Ethereum Locked in CDP Plunges

Meanwhile, cryptoanalyst, Joe McCann shared how the amount of ether locked in collateral debt positions (CDP) have plunged. Over the past 24-hours, this has come down to 1.71 percent from a recent high of 1.85 percent.

“CDP holders likely debited some of their ETH collateral given the massive run up in price. Maker's system collateralization is now at an ATH of 606%. Healthy for DAI.”

Source: https://makerscan.io/

Additionally, per Chainalysis report, 376 whales own 33 percent of Ether, however, Kim Grauer, a Senior Economist at Chainalysis observes,

“The majority of whales aren’t traders. They’re mostly holding.”

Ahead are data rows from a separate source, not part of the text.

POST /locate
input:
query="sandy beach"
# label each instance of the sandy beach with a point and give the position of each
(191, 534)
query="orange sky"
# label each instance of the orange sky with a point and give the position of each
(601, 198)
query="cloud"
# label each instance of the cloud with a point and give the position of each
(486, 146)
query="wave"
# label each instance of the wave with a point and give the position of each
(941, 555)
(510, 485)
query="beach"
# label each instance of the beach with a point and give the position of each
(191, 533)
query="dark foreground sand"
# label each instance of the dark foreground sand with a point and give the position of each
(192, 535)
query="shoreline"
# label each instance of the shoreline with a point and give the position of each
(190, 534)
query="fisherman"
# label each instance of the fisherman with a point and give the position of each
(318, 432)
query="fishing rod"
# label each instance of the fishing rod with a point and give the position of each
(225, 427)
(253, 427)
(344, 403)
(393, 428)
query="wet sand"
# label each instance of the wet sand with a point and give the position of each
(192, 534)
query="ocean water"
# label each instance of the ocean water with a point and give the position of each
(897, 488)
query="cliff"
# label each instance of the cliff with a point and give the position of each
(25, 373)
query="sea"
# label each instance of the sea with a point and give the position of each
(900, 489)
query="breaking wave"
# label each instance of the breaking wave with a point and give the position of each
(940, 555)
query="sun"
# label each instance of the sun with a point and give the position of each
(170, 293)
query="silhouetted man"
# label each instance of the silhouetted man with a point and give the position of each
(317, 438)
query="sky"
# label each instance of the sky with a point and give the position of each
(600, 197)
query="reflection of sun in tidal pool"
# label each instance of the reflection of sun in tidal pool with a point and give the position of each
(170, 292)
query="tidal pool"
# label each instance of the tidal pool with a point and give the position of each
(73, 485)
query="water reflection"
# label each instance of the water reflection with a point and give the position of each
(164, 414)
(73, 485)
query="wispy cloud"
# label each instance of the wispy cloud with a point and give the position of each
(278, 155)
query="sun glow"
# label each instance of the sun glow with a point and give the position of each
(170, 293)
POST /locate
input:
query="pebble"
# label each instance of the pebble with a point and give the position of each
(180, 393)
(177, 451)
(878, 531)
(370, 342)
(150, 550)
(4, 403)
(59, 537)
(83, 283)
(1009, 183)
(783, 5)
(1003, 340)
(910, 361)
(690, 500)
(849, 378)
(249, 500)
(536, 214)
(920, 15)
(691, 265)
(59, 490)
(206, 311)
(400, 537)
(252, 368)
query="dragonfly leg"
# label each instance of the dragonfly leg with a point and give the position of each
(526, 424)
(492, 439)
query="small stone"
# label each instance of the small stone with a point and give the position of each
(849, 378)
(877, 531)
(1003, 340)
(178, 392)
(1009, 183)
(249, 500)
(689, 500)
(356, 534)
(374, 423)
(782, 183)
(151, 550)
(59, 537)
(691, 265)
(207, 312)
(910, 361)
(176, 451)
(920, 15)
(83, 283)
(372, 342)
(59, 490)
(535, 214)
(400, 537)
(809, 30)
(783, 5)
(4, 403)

On the price front, ETH/USD is currently down 5.74 percent at $238.82 after going to $290 level.

XRP CFDs Launched

FXCM Group, an international provider of foreign exchange trading, CFD trading, Bitcoin and related services has announced its crypto expansion with the addition of XRP/USD and BCH/USD. This means traders get the opportunity to go both long and short on both of these cryptos.

“The addition of Bitcoin Cash and Ripple marks the latest stage of growth for FXCM’s burgeoning cryptocurrency offering and is in direct response to increased demand from our clients,”

said Brendan Callan, CEO of FXCM Group.

At the time of writing, the third largest cryptocurrency has been trading at $0.377 with 24-hours loss of over 9 percent.